United States District Court, W.D. Washington, Seattle

February 24, 2014

UNITED STATES OF AMERICA, Plaintiff,
v.
ROLANDA E. MILES, Defendant.

ORDER GRANTING MOTION FOR ENTRY OF JUDGMENT

ROBERT S. LASNIK, District Judge.

This matter comes before the Court on the government's "Motion for Entry of Judgment, " Dkt. # 24. On January 17, 2014, the Court sentenced Defendant to three years of probation following her plea of guilty to theft of government funds. Dkt. # 13; Dkt. # 22. As a result of Defendant's conduct, she received $64, 663 in overpayments from the Social Security Administration's ("SSA") and $42, 141 in overpayments from the Washington Department of Social and Health Services. Dkt. # 9 at 5-6. During the sentencing hearing, Defendant asked the Court to include language in the judgment limiting SSA's withholding of future benefits as part of its internal recoupment program. The Court requested additional briefing from the parties regarding this issue. Having considered the parties' memoranda and supporting documents and the remainder of the record, the Court finds the following:

(1) Federal regulations provide that if a person who has received an overpayment of SSA benefits is entitled to a monthly benefit or lump sum, "no benefit for any month and no lump sum is payable to such individual, except as provided in paragraphs (c) and (d) of this section, until an amount equal to the amount of overpayment has been withheld or refunded. 20 C.F.R. § 404.52(a)(1). Although Section (c) allows the SSA to reduce the amount withheld if it determines that withholding the full amount each month would defeat the purpose of the Social Security Act (the "Statute"), this adjustment is not available if the overpayment was due to the fraud committed by the individual.
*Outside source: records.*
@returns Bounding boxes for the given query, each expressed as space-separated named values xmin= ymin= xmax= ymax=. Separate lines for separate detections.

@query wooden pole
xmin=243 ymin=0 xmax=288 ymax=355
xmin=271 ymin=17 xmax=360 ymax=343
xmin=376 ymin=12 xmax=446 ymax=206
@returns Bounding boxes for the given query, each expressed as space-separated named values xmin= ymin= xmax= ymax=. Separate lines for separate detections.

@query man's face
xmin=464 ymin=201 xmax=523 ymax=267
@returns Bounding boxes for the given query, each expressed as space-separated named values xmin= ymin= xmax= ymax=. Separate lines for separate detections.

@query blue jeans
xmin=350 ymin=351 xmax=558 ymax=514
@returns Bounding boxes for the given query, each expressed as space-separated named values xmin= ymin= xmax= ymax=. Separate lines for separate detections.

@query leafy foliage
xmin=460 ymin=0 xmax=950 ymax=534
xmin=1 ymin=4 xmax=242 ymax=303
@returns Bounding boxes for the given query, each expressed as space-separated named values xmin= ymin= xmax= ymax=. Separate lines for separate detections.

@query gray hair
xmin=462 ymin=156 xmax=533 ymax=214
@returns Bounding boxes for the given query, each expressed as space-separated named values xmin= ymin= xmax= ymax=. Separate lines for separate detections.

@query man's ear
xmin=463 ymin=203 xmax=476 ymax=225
Id . § 404.52(c)(1)-(2).[1]

(2) The Statute and its implementing regulations provide a comprehensive system for review of agency actions, including decisions regarding the recoupment of overpaid benefits. 20 C.F.R. §§ 900-404.982. Generally, after the SSA makes an initial determination, an individual dissatisfied with the decision may seek reconsideration. Id . § 900(a)(2). If the individual is dissatisfied with the reconsideration decision, the individual may request a hearing before an Administrative Law Judge ("ALJ"). Id . § 900(a)(3). If the individual is dissatisfied with the ALJ's decision, the individual may seek review of the decision by the Appeals Council. Id . § 900(a)(4).
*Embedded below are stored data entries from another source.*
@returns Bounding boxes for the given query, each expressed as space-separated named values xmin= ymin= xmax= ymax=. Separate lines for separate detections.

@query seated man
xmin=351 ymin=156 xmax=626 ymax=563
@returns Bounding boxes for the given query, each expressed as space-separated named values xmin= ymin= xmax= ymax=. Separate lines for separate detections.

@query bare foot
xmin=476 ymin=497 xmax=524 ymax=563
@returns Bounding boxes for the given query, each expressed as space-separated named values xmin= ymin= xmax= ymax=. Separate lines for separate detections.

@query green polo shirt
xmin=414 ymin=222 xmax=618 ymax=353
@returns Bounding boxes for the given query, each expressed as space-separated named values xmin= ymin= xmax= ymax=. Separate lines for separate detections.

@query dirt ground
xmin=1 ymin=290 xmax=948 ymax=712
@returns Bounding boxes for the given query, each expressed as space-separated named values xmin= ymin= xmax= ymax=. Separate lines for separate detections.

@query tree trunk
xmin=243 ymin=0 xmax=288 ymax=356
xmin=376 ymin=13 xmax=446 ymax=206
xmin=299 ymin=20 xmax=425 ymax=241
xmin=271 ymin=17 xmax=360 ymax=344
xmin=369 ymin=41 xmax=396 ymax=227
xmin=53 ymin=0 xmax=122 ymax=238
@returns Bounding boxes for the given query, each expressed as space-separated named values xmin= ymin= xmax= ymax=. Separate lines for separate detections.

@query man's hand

(3) The Statute limits judicial review of agency actions to final decisions of the SSA Commissioner after a hearing. Califano v. Sanders , 430 U.S. 99, 108 (1977); Udd v. Massanari , 245 F.3d 1096, 1098 (9th Cir. 2001). A "final decision" results only if the Appeals Council grants review and issues a decision, or if the individual makes a timely request for review that is denied. 20 C.F.R. § 404.981; Heckler v. Day , 467 U.S. 104, 107 (1984). In this criminal case, there is no indication that Defendant has exhausted her administrative remedies and there is no final decision. Thus, this Court lacks subject matter jurisdiction under the Statute to provide the type of relief sought by Defendant. Califano , 430 U.S. at 108.

For all of the foregoing reasons, the government's motion for entry of judgment (Dkt. # 24) is GRANTED.